Appropriately for the student union gig venue in which we listened to him speak, Gavin Williamson ran through his greatest hits: low-quality courses, free speech and the lifelong loan entitlement all featured. Aston, Bradford and Imperial College London were among the institutions that got a namecheck. Over coffee afterwards, some of those who listened in noted the lack of new policy announcements—although given the approaching spending review, it is not surprising that the secretary of state’s hands were bound.
Besides, there were some important announcements if you looked closely enough. On post-qualification admissions or applications, Williamson said: “I am determined to accelerate our plans.” Low-quality courses should not, he declared, “be able to be counted against a university’s access targets”. And there were promises of further reductions in “unnecessary bureaucracy”.

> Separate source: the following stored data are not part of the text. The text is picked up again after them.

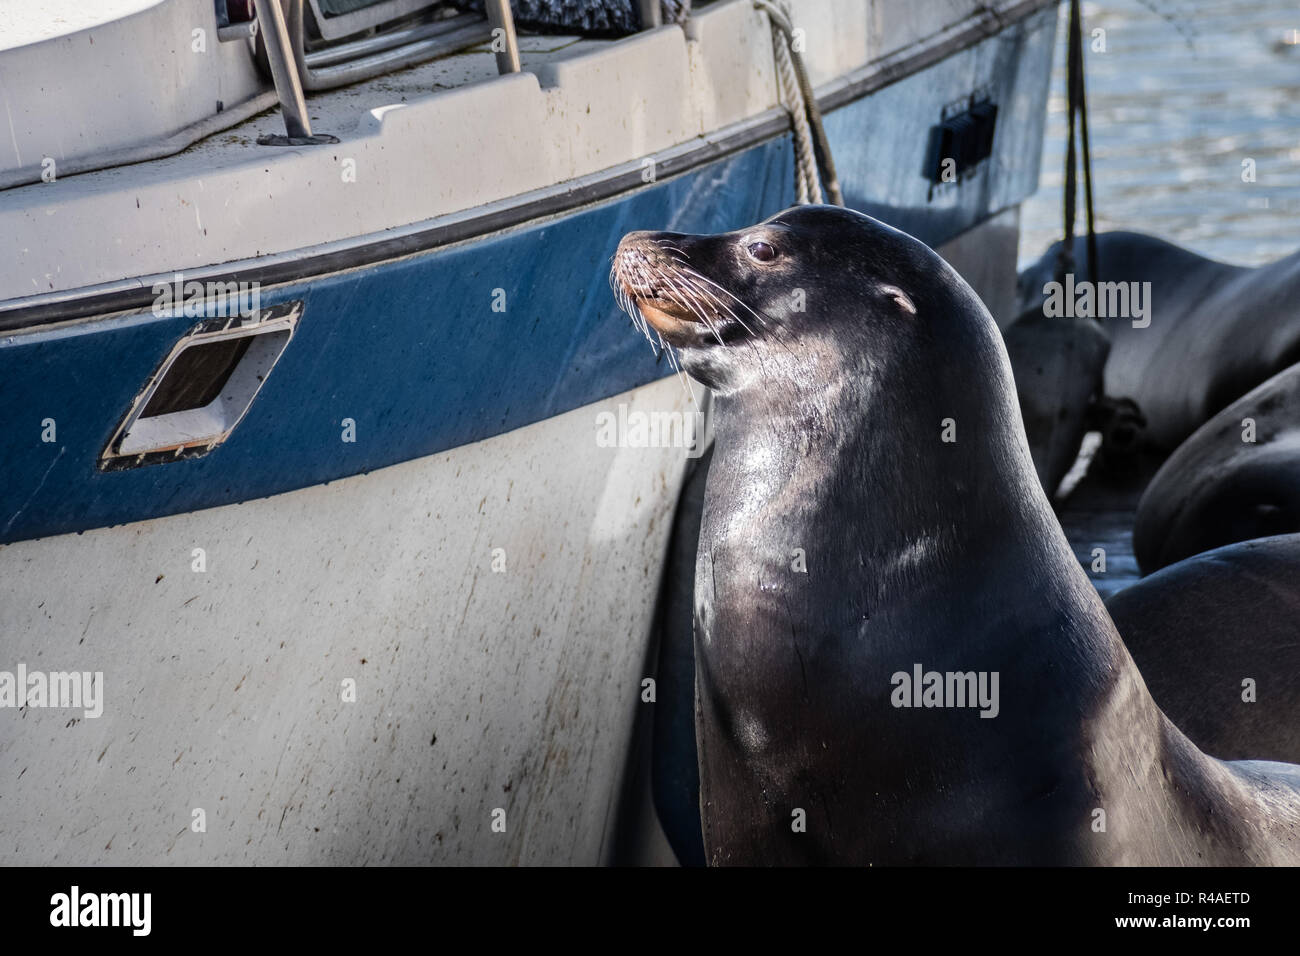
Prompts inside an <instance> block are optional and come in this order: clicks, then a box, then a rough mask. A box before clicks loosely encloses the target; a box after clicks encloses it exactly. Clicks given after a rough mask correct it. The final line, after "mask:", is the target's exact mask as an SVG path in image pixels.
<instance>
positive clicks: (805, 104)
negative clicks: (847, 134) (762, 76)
mask: <svg viewBox="0 0 1300 956" xmlns="http://www.w3.org/2000/svg"><path fill="white" fill-rule="evenodd" d="M754 7H755V8H758V9H761V10H763V12H764V13H766V14H767V18H768V21H770V22H771V25H772V55H774V57H775V61H776V77H777V83H779V86H780V96H781V104H783V105H784V107H785V108H787V111H789V113H790V125H792V126H793V129H794V196H796V202H798V203H800V204H806V203H823V202H827V200H829V202H831V203H833V204H835V206H844V194H841V193H840V181H839V177H837V176H836V172H835V160H833V159H832V157H831V144H829V140H828V139H827V137H826V129H824V127H823V126H822V112H820V111H819V109H818V105H816V94H815V92H814V91H813V83H811V82H810V81H809V75H807V70H806V69H805V68H803V56H802V55H801V53H800V52H798V49H796V43H794V27H793V25H792V23H790V12H789V5H788V0H754ZM823 190H824V193H823Z"/></svg>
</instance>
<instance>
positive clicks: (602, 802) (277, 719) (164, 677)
mask: <svg viewBox="0 0 1300 956" xmlns="http://www.w3.org/2000/svg"><path fill="white" fill-rule="evenodd" d="M697 388H698V386H697ZM620 402H627V403H628V406H629V408H630V410H659V411H663V410H672V408H676V410H684V408H685V399H684V390H682V386H681V382H680V381H679V380H677V378H667V380H663V381H659V382H656V384H654V385H649V386H646V388H642V389H637V390H634V392H632V393H628V394H627V395H620V397H615V398H611V399H608V401H607V402H602V403H599V405H598V406H588V407H584V408H577V410H575V411H572V412H568V414H565V415H562V416H559V418H554V419H550V420H547V421H543V423H541V424H537V425H532V427H529V428H524V429H520V431H516V432H511V433H507V434H503V436H499V437H497V438H493V440H490V441H484V442H480V444H476V445H469V446H464V447H460V449H456V450H454V451H451V453H447V454H439V455H434V457H430V458H424V459H419V460H413V462H408V463H404V464H399V466H394V467H391V468H385V470H382V471H377V472H372V473H369V475H364V476H357V477H352V479H346V480H342V481H335V483H331V484H329V485H322V486H315V488H307V489H303V490H299V492H292V493H289V494H281V496H277V497H273V498H264V499H260V501H251V502H246V503H242V505H233V506H227V507H217V509H211V510H205V511H198V512H194V514H186V515H175V516H170V518H160V519H155V520H148V522H139V523H135V524H127V525H121V527H116V528H100V529H95V531H87V532H85V533H83V535H62V536H57V537H51V538H44V540H35V541H23V542H18V544H13V545H9V546H6V548H4V549H0V553H3V555H4V567H5V591H6V597H5V601H4V602H0V632H3V633H4V649H5V656H6V659H5V661H0V670H9V671H13V670H14V669H16V667H17V665H18V663H19V662H22V663H25V665H26V666H27V669H29V671H30V670H45V671H60V670H73V669H77V670H82V671H103V674H104V700H105V704H104V713H103V715H101V717H99V718H85V717H83V714H82V711H81V710H68V709H53V708H47V709H39V708H26V709H25V710H22V711H21V713H14V711H9V713H8V714H6V715H5V719H6V721H10V722H13V723H14V724H17V727H14V726H10V728H9V731H6V732H5V735H4V740H3V743H0V778H3V779H5V780H8V783H6V786H5V788H4V796H3V800H4V813H3V817H0V819H3V827H0V835H3V847H4V852H3V853H0V860H3V861H4V862H5V864H10V865H12V864H27V865H31V864H36V865H39V864H118V865H122V864H177V865H181V864H207V865H213V864H433V862H441V864H450V862H458V864H542V862H545V864H597V862H601V861H603V860H606V858H607V856H608V852H610V845H611V835H612V829H614V825H615V818H616V813H615V810H616V806H617V803H619V796H620V787H621V782H623V769H624V762H625V758H627V757H625V754H627V749H628V744H629V741H630V737H632V722H633V718H634V715H636V713H637V708H638V706H641V704H640V682H641V679H642V676H645V667H646V665H645V657H646V643H647V635H649V631H650V626H651V617H653V613H654V605H655V597H656V593H658V584H659V568H660V561H662V555H663V550H664V548H666V541H667V535H668V529H669V524H671V512H672V507H673V505H675V503H676V497H677V489H679V486H680V480H681V473H682V470H684V466H685V462H686V458H685V454H684V451H682V450H681V449H672V447H668V449H632V447H624V449H616V447H615V449H606V447H597V446H595V432H597V429H595V415H597V411H598V410H601V408H608V410H611V411H614V410H616V408H617V406H619V403H620ZM578 451H581V454H578ZM195 548H203V549H204V551H205V558H207V571H204V572H195V571H192V570H191V566H192V561H194V558H192V551H194V549H195ZM497 548H500V549H504V561H506V571H504V572H494V571H493V570H491V568H493V559H494V553H493V549H497ZM363 661H364V662H363ZM348 678H351V679H355V682H356V702H344V701H343V700H342V693H343V682H344V679H348ZM434 737H435V741H434ZM497 808H500V809H504V810H506V832H504V834H500V832H494V831H493V830H491V822H493V810H494V809H497ZM195 809H201V810H204V813H205V822H207V831H205V832H195V831H194V830H192V829H191V823H192V821H194V810H195Z"/></svg>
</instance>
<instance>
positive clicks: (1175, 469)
mask: <svg viewBox="0 0 1300 956" xmlns="http://www.w3.org/2000/svg"><path fill="white" fill-rule="evenodd" d="M1295 531H1300V365H1292V367H1291V368H1288V369H1286V371H1284V372H1281V373H1279V375H1275V376H1273V377H1271V378H1269V380H1268V381H1266V382H1264V384H1262V385H1260V386H1258V388H1256V389H1253V390H1252V392H1249V393H1247V394H1245V395H1243V397H1242V398H1239V399H1238V401H1235V402H1232V405H1230V406H1229V407H1227V408H1225V410H1223V411H1221V412H1219V414H1218V415H1216V416H1214V418H1212V419H1210V420H1209V421H1206V423H1205V424H1204V425H1201V427H1200V428H1199V429H1197V431H1196V432H1195V433H1193V434H1192V436H1191V437H1190V438H1188V440H1187V441H1184V442H1183V444H1182V445H1179V446H1178V449H1177V450H1175V451H1174V454H1173V455H1170V457H1169V458H1167V459H1166V460H1165V463H1164V464H1162V466H1161V468H1160V471H1157V472H1156V476H1154V477H1153V479H1152V480H1151V484H1149V485H1147V489H1145V490H1144V492H1143V496H1141V499H1140V501H1139V502H1138V516H1136V519H1135V520H1134V554H1135V557H1136V558H1138V566H1139V567H1140V568H1141V570H1143V572H1144V574H1151V572H1152V571H1156V570H1158V568H1161V567H1165V566H1166V564H1171V563H1174V562H1175V561H1180V559H1182V558H1186V557H1188V555H1192V554H1199V553H1200V551H1208V550H1210V549H1213V548H1219V546H1221V545H1227V544H1232V542H1234V541H1249V540H1251V538H1257V537H1268V536H1269V535H1286V533H1290V532H1295Z"/></svg>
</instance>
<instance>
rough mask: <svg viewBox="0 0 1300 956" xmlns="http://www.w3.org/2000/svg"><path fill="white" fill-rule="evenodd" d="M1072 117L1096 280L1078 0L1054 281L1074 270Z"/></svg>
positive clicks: (1080, 26) (1078, 187)
mask: <svg viewBox="0 0 1300 956" xmlns="http://www.w3.org/2000/svg"><path fill="white" fill-rule="evenodd" d="M1076 120H1078V124H1079V138H1080V139H1082V146H1083V203H1084V209H1086V216H1087V230H1088V278H1089V280H1092V281H1093V282H1099V281H1100V277H1099V276H1097V222H1096V217H1095V215H1093V211H1092V150H1091V147H1089V143H1088V99H1087V92H1086V90H1084V82H1083V17H1082V16H1080V13H1079V0H1070V31H1069V40H1067V62H1066V124H1067V125H1069V133H1067V135H1066V151H1065V196H1063V200H1065V242H1062V243H1061V255H1060V256H1058V258H1057V274H1056V280H1057V282H1065V276H1066V273H1070V272H1074V217H1075V207H1076V204H1078V193H1079V187H1078V169H1076V168H1078V157H1076V151H1075V138H1074V135H1075V134H1074V127H1075V121H1076ZM1099 321H1100V320H1099Z"/></svg>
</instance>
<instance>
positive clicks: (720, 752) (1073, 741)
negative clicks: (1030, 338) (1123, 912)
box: [612, 207, 1300, 865]
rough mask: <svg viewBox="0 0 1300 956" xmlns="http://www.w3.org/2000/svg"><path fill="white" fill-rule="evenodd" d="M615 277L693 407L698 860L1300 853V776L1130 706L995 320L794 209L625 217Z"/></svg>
mask: <svg viewBox="0 0 1300 956" xmlns="http://www.w3.org/2000/svg"><path fill="white" fill-rule="evenodd" d="M612 278H614V282H615V287H616V290H617V291H619V294H620V297H623V298H624V299H625V304H628V306H630V310H629V311H630V312H632V313H633V316H634V319H637V320H638V321H642V320H643V321H645V323H646V325H645V330H647V332H653V333H654V334H655V336H658V337H659V338H660V339H662V341H663V342H664V343H666V345H668V346H671V347H672V349H673V350H675V352H676V355H677V358H679V360H680V362H681V365H682V367H684V368H685V369H686V371H688V372H689V373H690V375H692V376H693V377H695V378H697V380H698V381H701V382H703V384H705V385H706V386H708V388H710V389H712V390H714V394H715V398H716V402H715V419H714V421H715V429H716V431H715V444H714V462H712V466H711V468H710V472H708V479H707V483H706V490H705V507H703V518H702V525H701V533H699V551H698V563H697V568H695V672H697V685H695V687H697V724H695V726H697V741H698V745H699V770H701V810H702V817H703V842H705V848H706V853H707V858H708V861H710V862H711V864H809V862H827V864H831V862H837V864H1151V865H1156V864H1266V862H1268V864H1282V862H1291V864H1295V862H1300V767H1296V766H1291V765H1283V763H1269V762H1235V763H1226V762H1221V761H1218V760H1214V758H1212V757H1206V756H1205V754H1203V753H1201V752H1200V750H1197V749H1196V748H1195V747H1193V745H1192V743H1191V741H1190V740H1187V737H1186V736H1183V734H1180V732H1179V731H1178V728H1177V727H1174V726H1173V724H1171V723H1170V722H1169V719H1167V718H1166V717H1165V715H1164V714H1162V713H1161V711H1160V709H1158V708H1157V706H1156V704H1154V702H1153V701H1152V698H1151V695H1149V693H1148V692H1147V687H1145V684H1144V683H1143V680H1141V676H1140V675H1139V672H1138V669H1136V666H1135V665H1134V662H1132V658H1131V657H1130V656H1128V652H1127V650H1126V649H1125V646H1123V643H1122V641H1121V640H1119V635H1118V633H1117V632H1115V628H1114V626H1113V624H1112V622H1110V618H1109V617H1108V615H1106V611H1105V607H1104V606H1102V604H1101V600H1100V597H1099V596H1097V593H1096V591H1093V588H1092V587H1091V585H1089V584H1088V580H1087V576H1086V575H1084V572H1083V570H1082V567H1080V566H1079V563H1078V562H1076V561H1075V558H1074V555H1073V554H1071V551H1070V546H1069V544H1067V542H1066V540H1065V535H1063V533H1062V532H1061V528H1060V525H1058V524H1057V520H1056V518H1054V515H1053V512H1052V509H1050V506H1049V503H1048V499H1047V496H1045V494H1044V493H1043V489H1041V486H1040V485H1039V481H1037V479H1036V477H1035V472H1034V463H1032V460H1031V458H1030V453H1028V447H1027V446H1026V441H1024V434H1023V427H1022V424H1021V419H1019V411H1018V408H1017V402H1015V392H1014V386H1013V380H1011V369H1010V364H1009V362H1008V358H1006V351H1005V350H1004V347H1002V342H1001V337H1000V334H998V332H997V328H996V325H995V324H993V320H992V317H989V315H988V312H987V311H985V308H984V306H983V304H982V303H980V300H979V298H978V297H976V295H975V294H974V293H972V291H971V289H970V287H969V286H967V285H966V284H965V282H963V281H962V280H961V277H959V276H958V274H957V273H956V272H954V271H953V269H952V268H950V267H948V265H946V264H945V263H944V261H943V260H941V259H940V258H939V256H937V255H936V254H935V252H933V251H931V250H930V248H928V247H926V246H924V245H923V243H920V242H919V241H917V239H914V238H913V237H910V235H906V234H905V233H900V232H897V230H894V229H891V228H889V226H887V225H884V224H881V222H878V221H876V220H872V219H870V217H867V216H863V215H859V213H855V212H852V211H848V209H842V208H835V207H798V208H794V209H789V211H787V212H783V213H779V215H777V216H775V217H772V219H770V220H767V221H766V222H762V224H759V225H755V226H751V228H749V229H741V230H738V232H733V233H723V234H719V235H682V234H676V233H632V234H629V235H627V237H624V239H623V242H621V243H620V246H619V251H617V254H616V256H615V263H614V274H612ZM949 675H952V676H949ZM967 675H969V678H967ZM944 705H948V706H944ZM972 705H974V706H972Z"/></svg>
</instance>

The ability to compare notes at the start of the academic year always calms nerves, and that has never been as important as it is during the pandemic. Overall, the gathering was a successful experiment in how to return to in-person higher education events, and both the UUK team and those at Northumbria University deserve praise for making it happen.
Yet as we all departed Newcastle to fan back out across the country, many attendees will have reflected upon the many remaining ‘known unknowns’. What will the Research Excellence Framework results look like? How many international students will actually arrive? Will Covid spikes seriously disrupt the third academic year in a row? Will fees in England be frozen or cut? Can we stave off the return of industrial action? Why has train Wi-Fi not improved in the past 18 months?
I worry about all these issues too, but my overwhelming sense as I traversed the (fogless) Tyne was pleasure, because it was clear that nothing that has happened in recent months has done anything to diminish the commitment of university leaders to delivering for their students, staff and local communities.
Nick Hillman is director of the Higher Education Policy Institute.